Towards Mixed-Criticality Software Architectures for Centralized HPC Platforms in Software-Defined Vehicles: A Systematic Literature Review

TL;DR

This systematic literature review explores how mixed-criticality software can be integrated into centralized HPC architectures for software-defined vehicles, providing guidelines and architectural insights for industry and research.

Contribution

It introduces a rigorous, systematic methodology for analyzing and designing mixed-criticality automotive software architectures based on empirical literature review.

Findings

Identification of key functional domains and constraints

Techniques and architectural patterns for mixed-criticality integration

A prototype architecture demonstrating the approach

Abstract

Centralized electrical/electronic architectures and High-Performance Computers (HPCs) are redefining automotive software development, challenging traditional microcontroller-based approaches. Ensuring real-time, safety, and scalability in software-defined vehicles necessitates reevaluating how mixed-criticality software is integrated into centralized architectures.

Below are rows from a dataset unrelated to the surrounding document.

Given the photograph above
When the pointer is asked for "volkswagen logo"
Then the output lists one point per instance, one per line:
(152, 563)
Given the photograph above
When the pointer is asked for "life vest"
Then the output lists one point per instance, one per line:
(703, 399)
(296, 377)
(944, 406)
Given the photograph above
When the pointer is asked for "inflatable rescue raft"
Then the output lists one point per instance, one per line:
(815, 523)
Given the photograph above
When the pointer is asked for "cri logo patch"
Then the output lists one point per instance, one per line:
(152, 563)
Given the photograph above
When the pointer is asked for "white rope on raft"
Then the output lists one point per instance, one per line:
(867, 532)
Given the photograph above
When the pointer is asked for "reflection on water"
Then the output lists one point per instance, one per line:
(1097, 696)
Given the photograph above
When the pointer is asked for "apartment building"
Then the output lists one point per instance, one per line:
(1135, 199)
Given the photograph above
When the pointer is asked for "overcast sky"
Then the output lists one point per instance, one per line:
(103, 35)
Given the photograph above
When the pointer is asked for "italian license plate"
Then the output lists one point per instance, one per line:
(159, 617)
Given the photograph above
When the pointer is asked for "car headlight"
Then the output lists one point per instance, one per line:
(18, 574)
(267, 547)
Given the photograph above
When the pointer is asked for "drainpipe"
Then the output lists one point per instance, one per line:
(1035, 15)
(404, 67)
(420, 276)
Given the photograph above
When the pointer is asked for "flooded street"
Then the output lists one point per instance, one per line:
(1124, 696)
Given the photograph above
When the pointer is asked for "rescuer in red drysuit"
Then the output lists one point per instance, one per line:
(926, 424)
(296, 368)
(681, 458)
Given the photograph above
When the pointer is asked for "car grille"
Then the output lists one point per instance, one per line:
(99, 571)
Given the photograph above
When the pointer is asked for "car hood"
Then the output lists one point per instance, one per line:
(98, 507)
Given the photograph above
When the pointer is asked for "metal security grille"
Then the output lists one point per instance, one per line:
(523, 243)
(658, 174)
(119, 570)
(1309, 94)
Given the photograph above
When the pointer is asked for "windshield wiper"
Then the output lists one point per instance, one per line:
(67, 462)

While existing research on automotive SoftWare Architectures (SWAs) is relevant to the industry, it often lacks validation through systematic, empirical methods. To address this gap, we conduct a systematic literature review focusing on automotive mixed-criticality SWAs. Our goal is to provide practitioner-oriented guidelines that assist automotive software architects and developers design centralized, mixed-criticality SWAs based on a rigorous and transparent methodology. First, we set up a systematic review protocol grounded in established guidelines. Second, we apply this protocol to identify relevant studies. Third, we extract key functional domains, constraints, and enabling technologies that drive changes in automotive SWAs, thereby assessing the protocol's effectiveness. Additionally, we extract techniques, architectural patterns, and design practices for integrating mixed-criticality requirements into HPC-based SWAs, further demonstrating the protocol's applicability. Based on these insights, we propose an exemplary SWA for a microprocessor-based system-on-chip. In conclusion, this study provides a structured approach to explore and realize mixed-criticality software integration for next-generation automotive SWAs, offering valuable insights for industry and research applications.